Re: [PATCH v5 3/7] raid5-ppl: Partial Parity Log write logging implementation

Shaohua Li <shli@xxxxxxxxxx> · Tue, 28 Mar 2017 09:16:59 -0700

On Tue, Mar 28, 2017 at 04:12:37PM +0200, Artur Paszkiewicz wrote:
> On 03/24/2017 05:46 PM, Shaohua Li wrote:
> > On Wed, Mar 22, 2017 at 09:00:47AM +1100, Neil Brown wrote:
> >> On Thu, Mar 09 2017, Artur Paszkiewicz wrote:
> >>
> >>> Implement the calculation of partial parity for a stripe and PPL write
> >>> logging functionality. The description of PPL is added to the
> >>> documentation. More details can be found in the comments in raid5-ppl.c.
> >>>
> >>> Attach a page for holding the partial parity data to stripe_head.
> >>> Allocate it only if mddev has the MD_HAS_PPL flag set.
> >>>
> >>> Partial parity is the xor of not modified data chunks of a stripe and is
> >>> calculated as follows:
> >>>
> >>> - reconstruct-write case:
> >>>   xor data from all not updated disks in a stripe
> >>>
> >>> - read-modify-write case:
> >>>   xor old data and parity from all updated disks in a stripe
> >>>
> >>> Implement it using the async_tx API and integrate into raid_run_ops().
> >>> It must be called when we still have access to old data, so do it when
> >>> STRIPE_OP_BIODRAIN is set, but before ops_run_prexor5(). The result is
> >>> stored into sh->ppl_page.
> >>>
> >>> Partial parity is not meaningful for full stripe write and is not stored
> >>> in the log or used for recovery, so don't attempt to calculate it when
> >>> stripe has STRIPE_FULL_WRITE.
> >>>
> >>> Put the PPL metadata structures to md_p.h because userspace tools
> >>> (mdadm) will also need to read/write PPL.
> >>>
> >>> Warn about using PPL with enabled disk volatile write-back cache for
> >>> now.
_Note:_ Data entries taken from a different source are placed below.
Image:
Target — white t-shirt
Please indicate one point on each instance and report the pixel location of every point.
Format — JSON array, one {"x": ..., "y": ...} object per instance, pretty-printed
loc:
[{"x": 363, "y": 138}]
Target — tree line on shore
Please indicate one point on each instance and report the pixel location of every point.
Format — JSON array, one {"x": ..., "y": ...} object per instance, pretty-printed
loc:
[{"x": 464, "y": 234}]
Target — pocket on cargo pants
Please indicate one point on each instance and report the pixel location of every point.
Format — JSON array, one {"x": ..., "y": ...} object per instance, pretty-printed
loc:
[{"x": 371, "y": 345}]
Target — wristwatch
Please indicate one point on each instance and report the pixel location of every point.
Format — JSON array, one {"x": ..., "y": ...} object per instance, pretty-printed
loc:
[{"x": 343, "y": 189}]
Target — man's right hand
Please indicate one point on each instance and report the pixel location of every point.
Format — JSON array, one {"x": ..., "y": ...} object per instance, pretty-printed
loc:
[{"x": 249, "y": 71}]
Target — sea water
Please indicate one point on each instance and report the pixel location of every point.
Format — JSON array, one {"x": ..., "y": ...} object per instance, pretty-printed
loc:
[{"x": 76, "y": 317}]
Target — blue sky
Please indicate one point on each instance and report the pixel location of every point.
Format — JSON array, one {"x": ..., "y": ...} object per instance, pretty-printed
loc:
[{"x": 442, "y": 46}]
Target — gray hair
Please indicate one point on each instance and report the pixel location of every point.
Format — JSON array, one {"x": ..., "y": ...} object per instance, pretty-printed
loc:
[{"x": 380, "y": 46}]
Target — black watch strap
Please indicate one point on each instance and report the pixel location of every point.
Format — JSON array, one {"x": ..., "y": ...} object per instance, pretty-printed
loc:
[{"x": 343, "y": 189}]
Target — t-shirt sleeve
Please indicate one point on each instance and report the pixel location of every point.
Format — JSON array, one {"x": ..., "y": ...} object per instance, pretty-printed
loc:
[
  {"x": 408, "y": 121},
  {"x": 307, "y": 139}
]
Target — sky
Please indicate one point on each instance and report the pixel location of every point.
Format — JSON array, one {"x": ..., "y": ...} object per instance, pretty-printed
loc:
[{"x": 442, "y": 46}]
It can be removed once disk cache flushing before writing PPL is
> >>> implemented.
> >>>
> >>> Signed-off-by: Artur Paszkiewicz <artur.paszkiewicz@xxxxxxxxx>
> >>
> >> Sorry for the delay in getting to this for review...
> >>
> >>> +static struct ppl_io_unit *ppl_new_iounit(struct ppl_log *log,
> >>> +					  struct stripe_head *sh)
> >>> +{
> >>> +	struct ppl_conf *ppl_conf = log->ppl_conf;
> >>> +	struct ppl_io_unit *io;
> >>> +	struct ppl_header *pplhdr;
> >>> +
> >>> +	io = mempool_alloc(ppl_conf->io_pool, GFP_ATOMIC);
> >>> +	if (!io)
> >>> +		return NULL;
> >>> +
> >>> +	memset(io, 0, sizeof(*io));
> >>> +	io->log = log;
> >>> +	INIT_LIST_HEAD(&io->log_sibling);
> >>> +	INIT_LIST_HEAD(&io->stripe_list);
> >>> +	atomic_set(&io->pending_stripes, 0);
> >>> +	bio_init(&io->bio, io->biovec, PPL_IO_INLINE_BVECS);
> >>> +
> >>> +	io->header_page = mempool_alloc(ppl_conf->meta_pool, GFP_NOIO);
> >>
> >> I'm trying to understand how these two mempool_alloc()s relate, and
> >> particularly why the first one needs to be GFP_ATOMIC, while the second
> >> one can safely be GFP_NOIO.
> >> I see that the allocated memory is freed in different places:
> >> header_page is called from the bi_endio function as soon as the write
> >> completes, while 'io' is freed later.  But I'm not sure that is enough
> >> to make it safe.
> >>
> >> When working with mempools, you need to assume that the pool only
> >> contains one element, and that every time you call mempool_alloc(), it
> >> waits for that one element to be available.  While that doesn't usually
> >> happen, it is possible and if that case isn't handled correctly, the
> >> system can deadlock.
> >>
> >> If no memory is available when this mempool_alloc() is called, it will
> >> block.  As it is called from the raid5d thread, the whole array will
> >> block.  So this can only complete safely is the write request has
> >> already been submitted - or if there is some other workqueue which
> >> submit requests after a timeout or similar.
> >> I don't see that in the code.  These ppl_io_unit structures can queue up
> >> and are only submitted later by raid5d (I think).  So if raid5d waits
> >> for one to become free, it will wait forever.
> >>
> >> One easy way around this problem (assuming my understanding is correct)
> >> is to just have a single mempool which allocates both a struct
> >> ppl_io_unit and a page.  You would need to define you own alloc/free
> >> routines for the pool but that is easy enough.
> >>
> >> Then you only need a single mempool_alloc(), which can sensibly be
> >> GFP_ATOMIC.
> >> If that fails, you queue for later handling as you do now.  If it
> >> succeeds, then you continue to use the memory without any risk of
> >> deadlocking.
> > 
> > Maybe Artur is following the raid5-cache code, which uses GFP_ATOMIC with
> > commit: 5036c39(raid5: allow r5l_io_unit allocations to fail). A single pool
> > does make sense.
> 
> That's right, I based this on raid5-cache code. I like the approach that
> Neil proposed, I'll test it some more and probably send a patch soon. Do
> you think GFP_ATOMIC is necessary here or would GFP_NOWAIT be enough?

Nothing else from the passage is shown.